I'm really at a loss, sad about keeping fish in general right now...rather close door to down stairs and have it all go away.. So leaning towards option 3/4 heavily... 

I'll tell ya though this has really been neat getting a microscope and using it. I have not given up on discus, rather I will be crazy for QT and will scope all fish feces in future. I see great wisdom in never mixing fish from different sources again. As when it goes poorly it goes SO poorly.

Hopes the brilliant minds will contribute the miracle solution to save all on the cheap ( rob a livestock supply place in the valley already considered, bf says we don't have enough for my bail) also I've heard drug dealers mix levamisole with coke to bulk it out... So if I don't have to go Anywhere dodgy to pick up no questions asked no seriously who could trust they were giving me pure levamisole.


----------



## ibenu (Apr 21, 2010)

Stock is 
22+/- discus 5+ inch down through only three inches
3 angels juvies
5 sterbais


----------



## TCR (Jul 13, 2010)

Paracide -D... but it depends how much your fish are worth i guess... crappy dude :'( i tear for thee


----------



## TCR (Jul 13, 2010)

u can try putting them in a small tank to treat them and gut the big tank..


----------



## O.C.D Fishies (Apr 21, 2010)

Hey Lisa I am sorry to hear you are having troubles. What does your gut instinct say? If you need any help cleaning, moving, what have you let me know.


----------



## ibenu (Apr 21, 2010)

Can't fit them all in a 75 for treatment. I suck at picking who lives and dies. I've only culled fish that I tried to treat and were unresponsive, suffering. Gut says don't go downstairs hope it all goes away. I feel I have to pick the ones I want to keep and kill the rest. Even with waivers how can I give away sick fish, knowing if they don't treat right we could have an epidemic on our hands ( sounds dramatic but recall the camallanus outbreaks that swept through our community)

Giving them away means I don't kill them which is very appealing I must say. Sad reality of what seems like responsible means killing fish before they even look bad.. So that sucks and makes me teary...

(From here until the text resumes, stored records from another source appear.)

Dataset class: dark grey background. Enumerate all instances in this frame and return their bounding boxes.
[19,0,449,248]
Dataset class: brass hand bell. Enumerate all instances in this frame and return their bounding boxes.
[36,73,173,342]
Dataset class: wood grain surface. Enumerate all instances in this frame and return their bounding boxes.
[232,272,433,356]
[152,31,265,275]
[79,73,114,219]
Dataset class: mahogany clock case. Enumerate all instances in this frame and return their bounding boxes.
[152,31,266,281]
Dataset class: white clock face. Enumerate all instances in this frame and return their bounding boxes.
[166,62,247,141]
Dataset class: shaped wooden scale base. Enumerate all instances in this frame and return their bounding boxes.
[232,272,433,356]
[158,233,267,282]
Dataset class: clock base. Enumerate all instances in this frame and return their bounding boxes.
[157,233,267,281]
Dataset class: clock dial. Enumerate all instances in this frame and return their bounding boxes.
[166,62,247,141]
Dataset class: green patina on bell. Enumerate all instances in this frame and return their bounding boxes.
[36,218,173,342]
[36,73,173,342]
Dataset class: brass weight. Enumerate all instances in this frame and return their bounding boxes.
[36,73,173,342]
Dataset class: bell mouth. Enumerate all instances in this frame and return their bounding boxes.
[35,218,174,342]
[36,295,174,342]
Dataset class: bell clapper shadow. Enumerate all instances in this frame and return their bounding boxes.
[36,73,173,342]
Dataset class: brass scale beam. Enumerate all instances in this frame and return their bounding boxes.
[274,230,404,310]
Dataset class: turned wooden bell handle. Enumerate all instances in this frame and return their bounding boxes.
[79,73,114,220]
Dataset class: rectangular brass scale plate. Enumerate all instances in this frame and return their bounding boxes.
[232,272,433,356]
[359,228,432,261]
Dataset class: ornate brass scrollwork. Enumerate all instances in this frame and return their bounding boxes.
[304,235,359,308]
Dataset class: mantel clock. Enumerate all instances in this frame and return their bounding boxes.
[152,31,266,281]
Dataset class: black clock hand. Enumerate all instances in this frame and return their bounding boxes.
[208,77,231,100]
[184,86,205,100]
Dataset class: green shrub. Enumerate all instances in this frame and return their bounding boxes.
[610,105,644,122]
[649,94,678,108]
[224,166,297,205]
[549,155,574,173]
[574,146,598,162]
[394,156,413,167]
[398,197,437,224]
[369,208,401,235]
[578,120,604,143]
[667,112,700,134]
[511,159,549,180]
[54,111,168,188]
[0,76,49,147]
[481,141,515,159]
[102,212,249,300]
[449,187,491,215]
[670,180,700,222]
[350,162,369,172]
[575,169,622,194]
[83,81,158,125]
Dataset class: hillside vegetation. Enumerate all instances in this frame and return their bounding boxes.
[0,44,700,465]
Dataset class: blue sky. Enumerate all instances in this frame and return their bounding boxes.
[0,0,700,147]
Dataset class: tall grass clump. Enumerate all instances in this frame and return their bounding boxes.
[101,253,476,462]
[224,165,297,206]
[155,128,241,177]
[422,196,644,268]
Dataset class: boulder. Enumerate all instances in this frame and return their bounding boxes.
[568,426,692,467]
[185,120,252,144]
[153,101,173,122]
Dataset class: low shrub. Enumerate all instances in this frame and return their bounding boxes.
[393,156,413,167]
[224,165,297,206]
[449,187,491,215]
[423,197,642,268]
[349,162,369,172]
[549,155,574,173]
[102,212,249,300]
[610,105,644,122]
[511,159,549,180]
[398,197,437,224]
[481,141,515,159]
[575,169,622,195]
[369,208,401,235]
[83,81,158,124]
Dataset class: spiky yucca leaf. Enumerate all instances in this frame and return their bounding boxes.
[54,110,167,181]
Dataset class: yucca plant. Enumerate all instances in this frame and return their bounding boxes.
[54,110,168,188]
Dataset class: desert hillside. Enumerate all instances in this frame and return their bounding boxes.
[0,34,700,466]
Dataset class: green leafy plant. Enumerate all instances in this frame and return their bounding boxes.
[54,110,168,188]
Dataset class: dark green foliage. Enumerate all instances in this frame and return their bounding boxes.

Kay gave head a shake.. Chatting with a friend helped. Think if I lower water in it, gather All levamisole and flubendazole and maybe even clout and or depending on best practice. Treat once and don't change water or feed or 7 days change water feed, change water and treat again for 7 days it may be ok.?


----------



## TCR (Jul 13, 2010)

i can lend you a smaller tank for treating.. but u'll have to clean the crap out of it after


----------



## bonsai dave (Apr 21, 2010)

Hey Lisa. Things will be fine. We have enough meds to fix the problems your fish have. It''s never an easy choice to choose what to keep and what to give away. If you need me my help give me a shout.


----------



## TCR (Jul 13, 2010)

bonsai dave said:


> Hey Lisa. Things will be fine. We have enough meds to fix the problems your fish have. It''s never an easy choice to choose what to keep and what to give away. If you need me my help give me a shout.


Thats SOOO sweet... no fish have to die.. what a nice gesture


----------



## athena (Apr 22, 2010)

I'm sorry to hear this.

Are either medication expensive? Do you have to use both for it to work? I have some medicated flake food that contains flubendazole that you can have if that'll help.

I think my discus are also sick...they haven't been attacking their food and are very jumpy and there have been a couple strings of white poop every so often...

Edit: What about PraziPro? According to this its suppose to work against capillaria too. The site belongs to a local guy who I've had the honor of meeting a couple of years ago. He really knows his guppies.


----------



## Diztrbd1 (Apr 21, 2010)

SO sorry to hear you are going thru this Lisa. Wish I could be of any help here , but I can't I remember when I was walking out to sick and/or dead fish everyday after starting up my 50g I didn't even want to turn on the lights to see what was new. Like you I wish I could have shut a door and would all go away. Unfortunately I lost 3/4 of my stock , including my favorite Betta, before I found the problem and got it resolved. I pray you have better luck than me & don't lose any or have to get rid of any. I tried to do a little research on the Levamisol ,which I'm sure your way ahead of me on that but is there any chance this stuff might work: levamisole Pets * * * | Compare prices, discounts on millions of products at winbuyer.com

edit: just seen Dave's reply, what a great guy! sure hope he can help get the fishies healthy and you happy again


----------



## Kitsune (Jul 17, 2010)

Lisa, I'm sorry to hear that.
I was reading up on this, and there are sites that seem to say that you can get Levamisole as a dewormer for livestock and poultry. Says it can be purchased at live stock feed stores. I wonder if there is anywhere in fraser valley you can get it for cheap. Know a farmer?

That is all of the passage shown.